# Physics V2 Shapes

## What are they

Physics Shapes represent the geometry that a body will have when interacting with the world. Depending on the chosen shape, the body will react differently to colliding with other objects. Even if the visual mesh of an object is composed of many triangles, if it has a simple enough physics shape, its collisions can be computed quickly.

In general, the convex hull gives the best performance while also matching the visual geometry as best as possible. However, if you have highly concave meshes, which would be unsuitable for a convex shape, it's still possible to use a container with multiple simpler shapes.
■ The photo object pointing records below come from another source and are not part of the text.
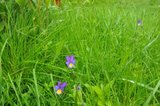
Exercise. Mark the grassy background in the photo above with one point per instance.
(117, 62)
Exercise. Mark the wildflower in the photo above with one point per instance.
(78, 87)
(60, 87)
(139, 22)
(70, 61)
(58, 2)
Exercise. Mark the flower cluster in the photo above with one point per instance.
(70, 62)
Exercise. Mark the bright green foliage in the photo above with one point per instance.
(117, 61)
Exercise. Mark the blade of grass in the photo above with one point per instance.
(13, 86)
(36, 86)
(152, 94)
(140, 84)
(1, 62)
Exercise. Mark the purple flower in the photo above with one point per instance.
(139, 22)
(78, 87)
(60, 87)
(70, 61)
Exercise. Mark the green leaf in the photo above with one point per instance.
(47, 2)
(21, 2)
(1, 26)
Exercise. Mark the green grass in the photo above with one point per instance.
(117, 62)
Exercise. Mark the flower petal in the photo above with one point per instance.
(59, 83)
(63, 85)
(56, 87)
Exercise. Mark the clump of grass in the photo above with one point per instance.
(117, 61)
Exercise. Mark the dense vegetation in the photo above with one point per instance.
(117, 59)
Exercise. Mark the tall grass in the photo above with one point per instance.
(117, 61)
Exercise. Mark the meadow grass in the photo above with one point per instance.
(117, 61)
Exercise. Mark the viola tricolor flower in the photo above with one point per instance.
(78, 87)
(60, 87)
(70, 61)
(139, 22)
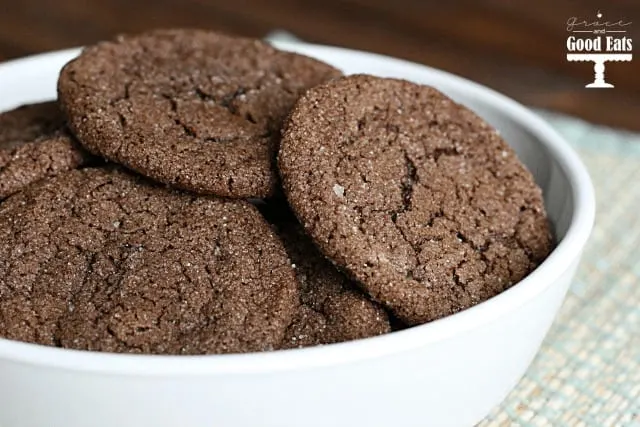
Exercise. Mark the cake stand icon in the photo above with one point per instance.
(599, 60)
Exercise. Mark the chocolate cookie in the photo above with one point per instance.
(34, 144)
(193, 109)
(103, 260)
(414, 195)
(332, 309)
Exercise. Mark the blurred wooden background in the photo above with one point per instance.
(514, 46)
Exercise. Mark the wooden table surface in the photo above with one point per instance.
(515, 46)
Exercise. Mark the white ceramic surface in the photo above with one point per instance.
(447, 373)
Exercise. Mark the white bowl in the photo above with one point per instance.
(450, 372)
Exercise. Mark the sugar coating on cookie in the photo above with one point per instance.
(332, 308)
(34, 144)
(103, 260)
(414, 195)
(197, 110)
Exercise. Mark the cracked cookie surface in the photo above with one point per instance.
(414, 195)
(99, 259)
(197, 110)
(34, 144)
(332, 309)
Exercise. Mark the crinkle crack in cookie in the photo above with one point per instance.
(103, 260)
(414, 195)
(193, 109)
(34, 144)
(332, 309)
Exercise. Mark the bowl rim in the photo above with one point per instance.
(545, 276)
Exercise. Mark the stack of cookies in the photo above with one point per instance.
(196, 193)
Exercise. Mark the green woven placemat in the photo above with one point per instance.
(588, 370)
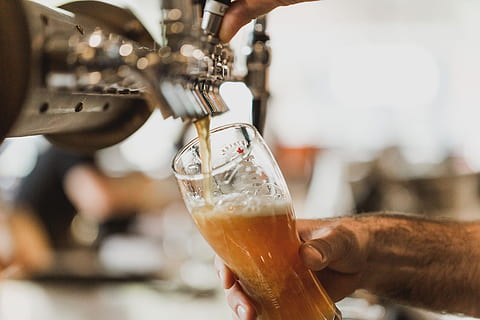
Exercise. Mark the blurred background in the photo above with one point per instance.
(374, 106)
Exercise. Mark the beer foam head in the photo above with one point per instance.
(238, 204)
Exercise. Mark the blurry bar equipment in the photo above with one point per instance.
(88, 75)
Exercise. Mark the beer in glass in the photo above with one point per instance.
(250, 223)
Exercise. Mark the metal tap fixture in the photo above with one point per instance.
(258, 63)
(88, 75)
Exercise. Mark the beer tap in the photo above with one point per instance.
(93, 74)
(258, 62)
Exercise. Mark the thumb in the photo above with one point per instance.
(240, 13)
(329, 246)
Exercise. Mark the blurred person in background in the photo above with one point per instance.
(418, 261)
(61, 185)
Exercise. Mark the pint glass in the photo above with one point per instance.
(250, 223)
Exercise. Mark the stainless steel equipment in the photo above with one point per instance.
(89, 74)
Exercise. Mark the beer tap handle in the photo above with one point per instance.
(213, 17)
(258, 63)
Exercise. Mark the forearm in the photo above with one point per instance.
(432, 264)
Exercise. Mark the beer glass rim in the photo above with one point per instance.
(199, 176)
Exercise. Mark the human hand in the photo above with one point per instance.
(242, 12)
(335, 249)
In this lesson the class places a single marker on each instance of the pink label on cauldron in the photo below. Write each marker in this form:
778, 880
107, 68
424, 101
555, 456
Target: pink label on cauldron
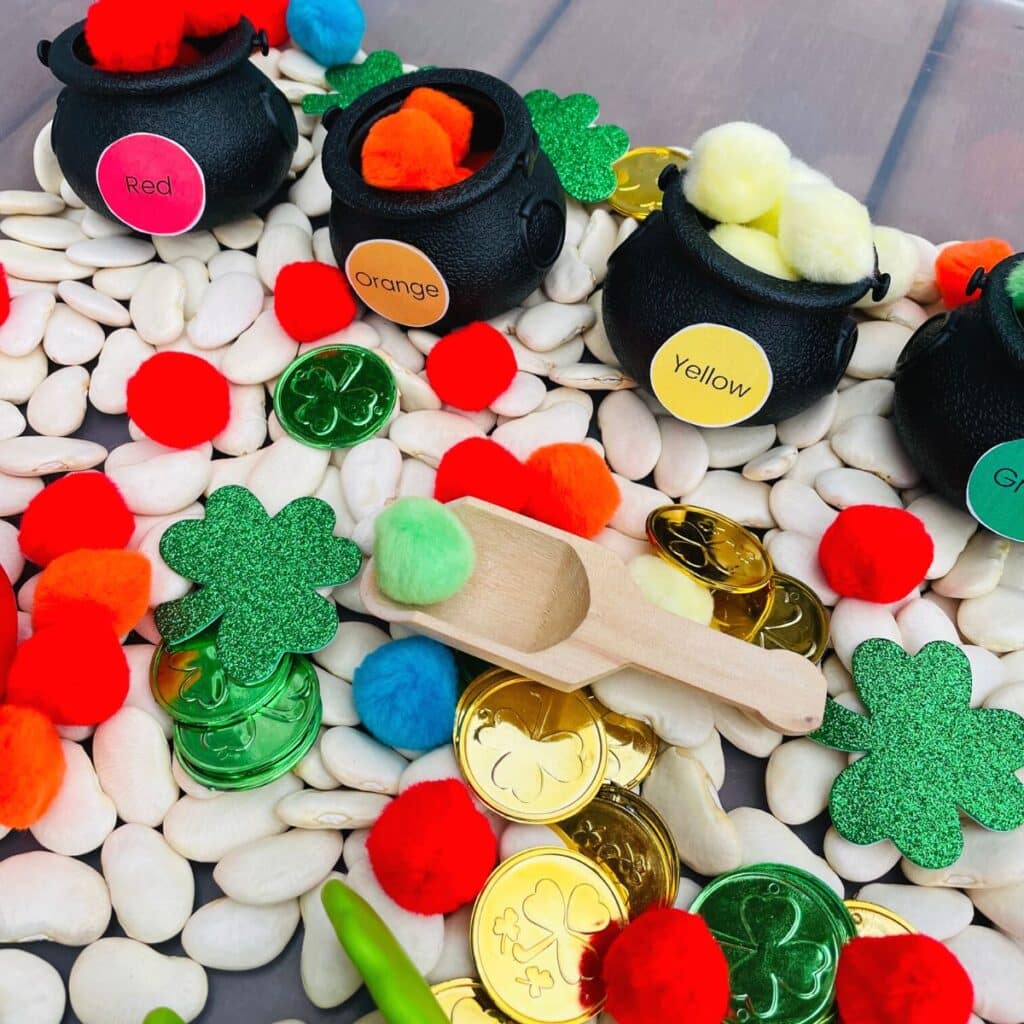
152, 183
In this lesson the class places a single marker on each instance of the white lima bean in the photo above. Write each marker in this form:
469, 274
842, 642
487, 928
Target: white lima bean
119, 981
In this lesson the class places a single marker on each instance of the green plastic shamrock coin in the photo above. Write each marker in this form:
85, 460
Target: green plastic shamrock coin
258, 578
582, 153
929, 754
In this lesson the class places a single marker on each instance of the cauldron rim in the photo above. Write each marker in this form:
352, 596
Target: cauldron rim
231, 50
1003, 316
518, 143
690, 229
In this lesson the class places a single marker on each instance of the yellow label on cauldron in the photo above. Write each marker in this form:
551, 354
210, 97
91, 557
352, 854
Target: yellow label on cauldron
398, 282
711, 375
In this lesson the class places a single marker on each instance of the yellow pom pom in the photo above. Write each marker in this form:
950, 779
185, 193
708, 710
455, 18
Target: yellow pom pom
736, 172
825, 235
757, 249
897, 257
672, 589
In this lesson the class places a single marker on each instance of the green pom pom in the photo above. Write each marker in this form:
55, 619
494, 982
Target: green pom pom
422, 553
1015, 287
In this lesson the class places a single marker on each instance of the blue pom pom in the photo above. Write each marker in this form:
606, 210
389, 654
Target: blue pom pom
406, 693
330, 31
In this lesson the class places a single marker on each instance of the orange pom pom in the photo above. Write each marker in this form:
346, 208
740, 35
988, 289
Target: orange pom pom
409, 152
569, 486
956, 263
117, 581
32, 765
455, 118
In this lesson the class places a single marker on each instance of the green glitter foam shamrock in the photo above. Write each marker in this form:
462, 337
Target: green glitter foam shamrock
350, 81
929, 753
582, 152
258, 577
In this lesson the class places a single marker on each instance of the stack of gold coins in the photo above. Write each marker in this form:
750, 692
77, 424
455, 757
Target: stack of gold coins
753, 601
541, 756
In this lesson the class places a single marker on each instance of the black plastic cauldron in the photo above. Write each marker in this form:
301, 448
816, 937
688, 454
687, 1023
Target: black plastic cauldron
670, 275
960, 385
174, 150
468, 252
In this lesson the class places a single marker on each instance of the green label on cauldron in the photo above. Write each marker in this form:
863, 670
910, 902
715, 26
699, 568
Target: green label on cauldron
995, 489
711, 375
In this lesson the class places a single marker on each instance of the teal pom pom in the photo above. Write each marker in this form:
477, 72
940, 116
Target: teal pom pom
1015, 287
422, 553
330, 31
406, 693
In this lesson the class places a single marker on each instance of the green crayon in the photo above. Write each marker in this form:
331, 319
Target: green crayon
397, 988
163, 1016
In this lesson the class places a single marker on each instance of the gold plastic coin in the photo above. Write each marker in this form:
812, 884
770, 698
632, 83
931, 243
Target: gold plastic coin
630, 838
876, 922
741, 614
637, 194
713, 549
632, 747
530, 753
796, 621
534, 929
466, 1001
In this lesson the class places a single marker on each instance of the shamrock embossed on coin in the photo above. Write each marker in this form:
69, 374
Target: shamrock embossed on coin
781, 931
530, 753
711, 548
538, 928
335, 396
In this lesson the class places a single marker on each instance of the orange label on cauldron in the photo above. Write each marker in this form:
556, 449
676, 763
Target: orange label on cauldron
398, 282
152, 183
711, 375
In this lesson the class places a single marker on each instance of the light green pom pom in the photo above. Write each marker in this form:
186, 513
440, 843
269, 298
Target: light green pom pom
422, 553
1015, 287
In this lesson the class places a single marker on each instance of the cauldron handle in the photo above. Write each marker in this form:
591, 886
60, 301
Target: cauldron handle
530, 208
261, 42
330, 118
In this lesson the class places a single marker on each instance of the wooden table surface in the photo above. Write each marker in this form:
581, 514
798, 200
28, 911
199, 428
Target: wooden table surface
909, 103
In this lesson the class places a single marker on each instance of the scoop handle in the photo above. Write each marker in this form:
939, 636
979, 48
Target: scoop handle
785, 691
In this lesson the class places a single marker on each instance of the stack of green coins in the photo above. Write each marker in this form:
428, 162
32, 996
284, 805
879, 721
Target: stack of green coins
228, 735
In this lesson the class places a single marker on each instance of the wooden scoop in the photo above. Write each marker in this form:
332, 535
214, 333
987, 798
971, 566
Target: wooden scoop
563, 610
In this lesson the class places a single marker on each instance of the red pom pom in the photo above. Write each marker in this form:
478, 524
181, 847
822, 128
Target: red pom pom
125, 35
73, 671
901, 979
667, 968
431, 849
32, 766
83, 510
4, 296
8, 627
955, 265
115, 581
876, 553
470, 368
270, 15
312, 300
480, 468
179, 399
211, 17
569, 486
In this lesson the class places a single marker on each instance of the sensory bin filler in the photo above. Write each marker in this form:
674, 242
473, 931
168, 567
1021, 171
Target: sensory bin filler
440, 660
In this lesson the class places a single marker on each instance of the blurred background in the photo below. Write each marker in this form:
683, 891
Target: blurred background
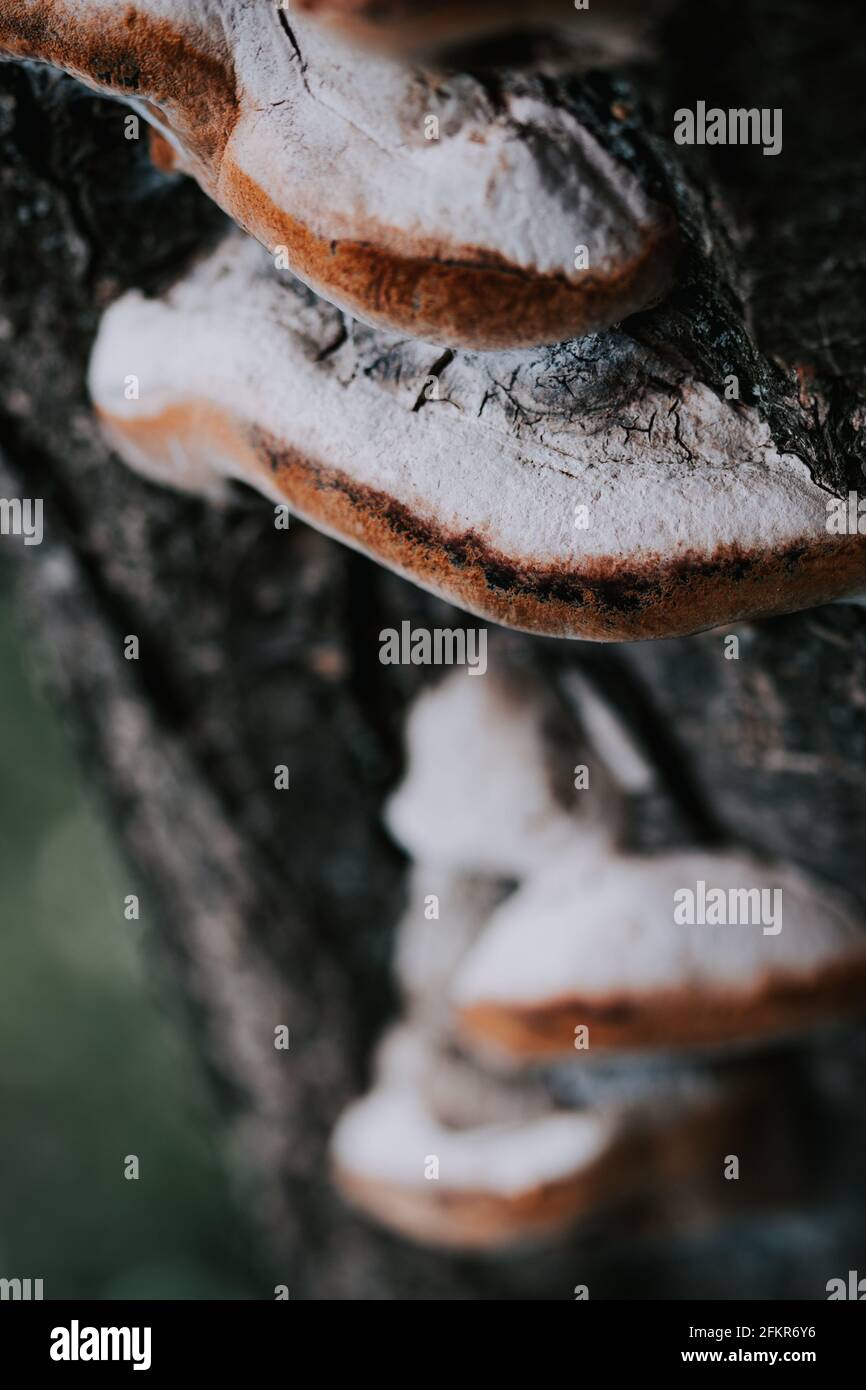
92, 1065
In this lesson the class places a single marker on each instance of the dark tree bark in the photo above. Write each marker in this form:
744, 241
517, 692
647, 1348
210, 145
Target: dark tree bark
260, 648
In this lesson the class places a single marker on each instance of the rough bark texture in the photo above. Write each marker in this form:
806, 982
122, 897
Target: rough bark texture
260, 648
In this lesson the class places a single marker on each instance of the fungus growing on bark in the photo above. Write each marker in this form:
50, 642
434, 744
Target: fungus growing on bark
416, 202
503, 483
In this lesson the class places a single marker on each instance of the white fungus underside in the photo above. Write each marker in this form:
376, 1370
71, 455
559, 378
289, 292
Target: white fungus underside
345, 148
235, 338
391, 1137
608, 929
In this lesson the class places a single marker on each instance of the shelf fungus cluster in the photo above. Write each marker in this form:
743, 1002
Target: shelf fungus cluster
570, 1045
446, 339
477, 316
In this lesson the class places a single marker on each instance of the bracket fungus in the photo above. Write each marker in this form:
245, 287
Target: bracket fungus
608, 29
416, 200
466, 471
516, 449
478, 1130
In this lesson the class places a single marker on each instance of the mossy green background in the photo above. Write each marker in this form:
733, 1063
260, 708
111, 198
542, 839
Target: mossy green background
93, 1062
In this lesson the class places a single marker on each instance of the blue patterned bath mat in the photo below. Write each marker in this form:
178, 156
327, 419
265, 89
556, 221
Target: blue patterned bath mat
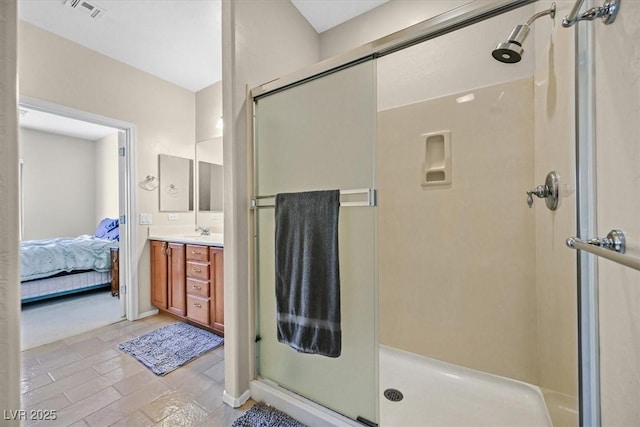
167, 348
261, 415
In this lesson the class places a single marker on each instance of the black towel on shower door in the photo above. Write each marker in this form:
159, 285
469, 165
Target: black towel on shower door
307, 272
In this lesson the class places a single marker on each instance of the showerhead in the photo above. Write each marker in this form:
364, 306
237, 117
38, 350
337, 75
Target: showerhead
511, 51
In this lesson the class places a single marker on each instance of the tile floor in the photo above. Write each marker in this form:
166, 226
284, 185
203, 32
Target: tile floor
89, 382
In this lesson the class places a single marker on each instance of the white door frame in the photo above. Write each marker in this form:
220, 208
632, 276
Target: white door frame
126, 191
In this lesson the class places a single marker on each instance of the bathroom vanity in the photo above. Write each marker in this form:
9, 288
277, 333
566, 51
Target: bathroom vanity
187, 279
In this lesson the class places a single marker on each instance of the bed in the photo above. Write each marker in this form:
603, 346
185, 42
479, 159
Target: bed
66, 265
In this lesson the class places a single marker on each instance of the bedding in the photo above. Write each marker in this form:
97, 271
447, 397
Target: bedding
44, 258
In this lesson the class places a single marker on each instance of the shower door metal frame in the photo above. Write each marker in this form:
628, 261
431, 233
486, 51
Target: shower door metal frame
588, 331
455, 19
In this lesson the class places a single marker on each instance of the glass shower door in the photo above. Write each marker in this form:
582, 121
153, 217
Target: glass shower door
320, 135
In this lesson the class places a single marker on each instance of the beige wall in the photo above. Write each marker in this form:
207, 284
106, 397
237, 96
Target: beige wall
457, 281
617, 157
59, 185
260, 42
209, 145
79, 78
106, 170
549, 358
9, 254
208, 111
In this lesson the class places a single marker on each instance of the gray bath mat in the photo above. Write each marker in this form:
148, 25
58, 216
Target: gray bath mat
261, 415
167, 348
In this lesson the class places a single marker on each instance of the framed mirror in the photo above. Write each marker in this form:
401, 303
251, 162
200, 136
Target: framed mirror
176, 183
210, 187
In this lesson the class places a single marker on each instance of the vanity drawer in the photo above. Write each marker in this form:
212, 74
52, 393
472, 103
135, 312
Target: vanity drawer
197, 253
198, 287
198, 309
197, 270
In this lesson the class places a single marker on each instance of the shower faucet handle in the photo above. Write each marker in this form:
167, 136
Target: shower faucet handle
541, 191
548, 191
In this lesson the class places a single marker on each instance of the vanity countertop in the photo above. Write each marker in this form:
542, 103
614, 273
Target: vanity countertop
213, 239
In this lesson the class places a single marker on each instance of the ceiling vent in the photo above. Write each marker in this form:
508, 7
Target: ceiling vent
85, 7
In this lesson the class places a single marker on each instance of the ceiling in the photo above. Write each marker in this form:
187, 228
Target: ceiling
176, 40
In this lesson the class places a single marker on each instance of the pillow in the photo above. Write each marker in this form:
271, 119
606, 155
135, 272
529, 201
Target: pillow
106, 225
113, 234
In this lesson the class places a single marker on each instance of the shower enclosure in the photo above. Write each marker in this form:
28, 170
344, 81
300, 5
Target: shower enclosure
459, 295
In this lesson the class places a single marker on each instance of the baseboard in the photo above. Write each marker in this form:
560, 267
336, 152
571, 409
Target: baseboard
236, 402
148, 313
300, 408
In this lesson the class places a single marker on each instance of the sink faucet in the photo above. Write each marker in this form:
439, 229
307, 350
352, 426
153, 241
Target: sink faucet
203, 231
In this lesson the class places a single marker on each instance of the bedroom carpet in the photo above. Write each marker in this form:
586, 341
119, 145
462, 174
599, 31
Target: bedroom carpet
48, 321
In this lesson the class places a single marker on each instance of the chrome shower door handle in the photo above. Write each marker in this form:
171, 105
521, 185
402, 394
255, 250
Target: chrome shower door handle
614, 241
548, 191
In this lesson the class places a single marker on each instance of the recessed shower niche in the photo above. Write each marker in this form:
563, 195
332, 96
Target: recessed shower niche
436, 168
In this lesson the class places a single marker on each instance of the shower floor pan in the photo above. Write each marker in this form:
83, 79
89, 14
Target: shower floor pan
436, 393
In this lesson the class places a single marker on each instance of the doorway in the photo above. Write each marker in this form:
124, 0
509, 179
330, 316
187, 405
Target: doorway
123, 134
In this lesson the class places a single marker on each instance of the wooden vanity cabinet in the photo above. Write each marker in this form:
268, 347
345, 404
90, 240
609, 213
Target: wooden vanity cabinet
217, 289
193, 285
176, 287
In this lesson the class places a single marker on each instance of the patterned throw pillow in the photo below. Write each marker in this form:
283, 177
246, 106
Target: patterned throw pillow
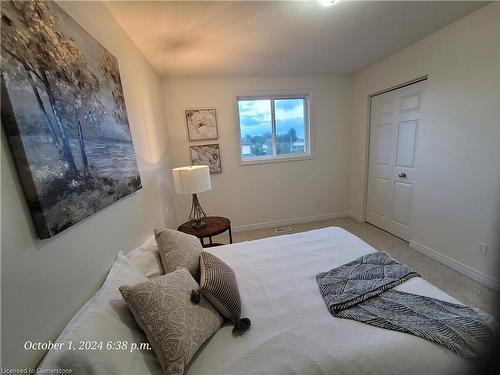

## Available shapes and parameters

This section demonstrates how to create the available Physics Shapes and their parameters. Note that the shape parameters are determined in a LOCAL coordinate system, in other words, they don't depend on the body or mesh's position, rotation or scaling in the world:

javascript
const shape = new BABYLON.PhysicsShapeSphere(    new BABYLON.Vector3(0, 0, 0),   // center of the sphere    1,                              // radius of the sphere    scene                           // scene of the shape);

A sphere is probably the simplest shape that can be simulated. The sphere is described by a single point for the center and a radius.

javascript
const shape = new BABYLON.PhysicsShapeCylinder(    new BABYLON.Vector3(0, -0.5, 0),    // starting point of the cylinder segment    new BABYLON.Vector3(0,  0.5, 0),    // ending point of the cylinder segment    1,                                  // radius of the cylinder    scene                               // scene of the shape);

A cylinder shape is described by two points and a radius. It's a great choice for barrels, wheels, and glasses.

javascript
const shape = new BABYLON.PhysicsShapeCapsule(    new BABYLON.Vector3(0, -0.5, 0),    // starting point of the capsule segment    new BABYLON.Vector3(0,  0.5, 0),    // ending point of the capsule segment    1,                                  // radius of the capsule    scene                               // scene of the shape);

Capsules are similar to cylinders, but have two half-spheres on each end. These are a great choice for character limbs (sometimes called ragdolls.)

javascript
const shape = new BABYLON.PhysicsShapeBox(    new BABYLON.Vector3(0, 0, 0),        // center of the box    new BABYLON.Quaternion(0, 0, 0, 1),  // rotation of the box    new BABYLON.Vector3(1, 1, 1),        // dimensions of the box    scene                                // scene of the shape);

A box is exactly how it sounds - a box. It has a size, a center, and an orientation. This is a great choice for boxes, books, walls or anything that needs to be flat.

javascript
const shape = new BABYLON.PhysicsShapeConvexHull(    mesh,   // mesh from which to produce the convex hull    scene   // scene of the shape);

A convex hull is the most versatile of the physics shapes. A convex object is one where you can draw a line between any two vertices without leaving the shape. While most real-world objects are not convex, for the purposes of physics simulation, this is a great approximation for most objects. The input mesh can be concave - the physics engine will calculate the convex part of the geometry.

javascript
const shape = new BABYLON.PhysicsShapeMesh(    mesh,   // mesh from which to calculate the collisions    scene   // scene of the shape);

A mesh shape is simply a collection of triangles. All the triangles in the input mesh will become triangles in the physics engine. This is a great choice for your static bodies, as generally, those static bodies represent highly concave objects, so this will give the closest match to your render geometry. Be aware that when two complex mesh shapes collide with each other, it might require the physics engine to calculate collisions between a huge number of triangles, which can slow down the simulation.

javascript
const shape = new BABYLON.PhysicsShapeContainer(    scene   // scene of the shape)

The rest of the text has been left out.